Illustrator Jim Smith has a more subversive sense of humour than most. When he was fresh out of college he landed a client by the name of Puccino’s and turned their branding into a joke. In a good way. Here he explains what can happen when you’re given complete creative freedom and there’s a sense of anything goes.

I am not a loser

Who is Waldo Pancake?

I was cursed with the most common name in the world. It’s the name banks use on chequebooks in their posters. So when I came to get a website it’d already gone. The next logical name was Waldo Pancake. I’m pretty over it now.

What’s the story behind the ‘fake products’ on your website?

The fake products are a way of commissioning myself to do amazing jobs.
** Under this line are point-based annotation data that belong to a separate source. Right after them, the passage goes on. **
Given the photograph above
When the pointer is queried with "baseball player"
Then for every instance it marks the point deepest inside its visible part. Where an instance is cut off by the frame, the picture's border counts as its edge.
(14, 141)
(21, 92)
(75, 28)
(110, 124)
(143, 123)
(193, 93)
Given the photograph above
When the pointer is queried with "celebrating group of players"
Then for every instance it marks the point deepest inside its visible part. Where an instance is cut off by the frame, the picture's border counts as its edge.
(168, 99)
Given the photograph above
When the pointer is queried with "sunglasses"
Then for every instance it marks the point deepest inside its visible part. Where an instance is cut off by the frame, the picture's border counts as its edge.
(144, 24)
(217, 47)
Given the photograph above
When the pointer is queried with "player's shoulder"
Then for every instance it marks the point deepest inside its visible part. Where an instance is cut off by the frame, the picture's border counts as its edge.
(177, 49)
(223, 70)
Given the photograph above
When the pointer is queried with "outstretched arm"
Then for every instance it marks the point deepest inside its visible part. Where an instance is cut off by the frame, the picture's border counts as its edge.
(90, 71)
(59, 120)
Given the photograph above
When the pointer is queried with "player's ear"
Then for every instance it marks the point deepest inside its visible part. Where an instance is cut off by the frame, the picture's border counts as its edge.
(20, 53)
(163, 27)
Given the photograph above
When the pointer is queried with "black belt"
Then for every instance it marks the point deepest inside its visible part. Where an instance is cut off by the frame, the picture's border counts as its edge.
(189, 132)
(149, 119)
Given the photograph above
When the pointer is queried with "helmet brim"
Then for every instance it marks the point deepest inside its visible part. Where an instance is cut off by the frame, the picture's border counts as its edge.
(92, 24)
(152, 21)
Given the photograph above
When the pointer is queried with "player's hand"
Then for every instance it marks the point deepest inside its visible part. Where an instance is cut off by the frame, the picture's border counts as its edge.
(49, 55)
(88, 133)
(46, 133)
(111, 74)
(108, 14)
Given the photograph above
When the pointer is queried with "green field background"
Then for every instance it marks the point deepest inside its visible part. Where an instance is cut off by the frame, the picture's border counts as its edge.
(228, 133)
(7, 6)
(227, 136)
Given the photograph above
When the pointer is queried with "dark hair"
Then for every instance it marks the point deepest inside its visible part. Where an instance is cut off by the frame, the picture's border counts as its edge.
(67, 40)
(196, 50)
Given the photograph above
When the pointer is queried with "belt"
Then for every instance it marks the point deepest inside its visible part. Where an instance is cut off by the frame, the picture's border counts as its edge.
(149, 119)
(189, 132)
Like my Bad Ideas range – it’s just loads of ridiculous inventions like Bogeynose, a machine that picks and cleans your bogies ready for eating. I got to design the machine, do the logo and add some marketing spiel. There are also my fake Japanese posters – I went there on holiday and loved not being able to read anything, just being able to enjoy the posters purely for what they looked like. So I made some fake ones. It takes you out of the real world and the only limitations are the ones set by you.

Did you always want to be an artist?

I always pictured myself at a big desk with pots of pens, designing something. I did the posters for my school fairs when I was young and considered myself ‘class designer’. I have a schoolbook with a story in it where I wander around the classroom criticising all the other children’s work on the walls. Then I get to one of mine and admire it. I do the same thing now, but on the internet.

Where can we see your work featured?

Mostly at Puccino’s coffee shops. There are about a hundred of them in the UK in stations and high streets and one in Italy. I do all their cups, napkins and sugar sachets. I also do the cartoons for the M&S kids food range and the Barry Loser book series.

What artists do you most admire?

The ones who just keep going forward, changing slightly every time.

What’s distinctive about your pictures?

I can see all my influences when I look at them – Andre Francois, Ronald Searle, Ralph Steadman, Saul Steinberg, Jean Jacques Sempe (all cartoonists), soft drink packaging from the 1980s… Slowly it’s kind of become my own style, and I suppose that’s what’s distinctive about it – it’s like me.

Your designs can be irreverent and cheeky – are you like that in real life?

I’m not sure cheeky describes me. Maybe sarcastic. Although heading towards cheeky. But not running around knocking people’s hats off. More standing in the corner talking to one person about everyone else in the room.

What was different about the Puccino’s commission?

They took me on for three months after I left college and just said, do what you want. I sat above one of their stores in a little room and knocked out hundreds of big colourful drawings. The store was being built around me and when it was done the pictures went up on the walls. Then they needed little ads for the local paper so I wrote those. My stuff grew with the company – it’s very different now, as is the company. I think it’s probably rare that so much time is allowed for a brand to grow organically and messily. There’s a strong sense of what it is now, but at first it was a case of anything goes.

Can you describe the thinking behind the designs?

Everything at Puccino’s should make the customer do a little nasal snort laugh. As time’s gone on I’ve stripped down the designs so that they’re pretty simple – sometimes just a statement with a capital letter and a full stop. I wouldn’t have dared do that at the start – I’d overdo everything. Now it’s about one clear idea per item, or wall, or side of a product.

Why have they been such a success?

It’s rare that a company has the confidence to be self-deprecating – and some of the stuff they let me get away with is considered daring. Personally I don’t think it is. Everything is so safe and there’s really no reason for it. Luckily not many other people have done it, so we stand out.

What medium do you prefer to work in?

I like the look of black pen on slightly off-white paper. I use a dip pen and ink for all the Puccino’s drawings and used to write the slogans with a black marker pen, but I now have a typeface that I like to use. When I’m doing my own stuff I use watercolours and coloured pencils and felt-tip pens and anything else that’s in my pots. They don’t have to be top of the range – it’s what you do with them that matters.

What would be your dream commission?

I’ve always said designing a Coke can and doing a New Yorker cover, but only if I could do exactly what I wanted.

How do you work?

I sit at my desk and knock stuff out. Or go for a walk or a cycle ride to get new ideas. My studio is in my flat in Vauxhall, London. I’m surrounded by lots of objects and books and plants.

If you hadn’t been an illustrator, what would you have been?

I’d like to work in a big woodframe greenhouse.

What’s on your drawing board?

At the moment I’m enjoying writing little stories about when I was a kid and putting them up on my website with drawings. I’ve also just designed an iced tea label for a new drinks company in New York, which is a bit of a dream job – when I first visited NY as a kid I came back with a suitcase full of soft drink cans (you’ll understand why if you read my little stories).

Worst thing about earning a living as an artist?

People asking whether you’re going to chop your ear off.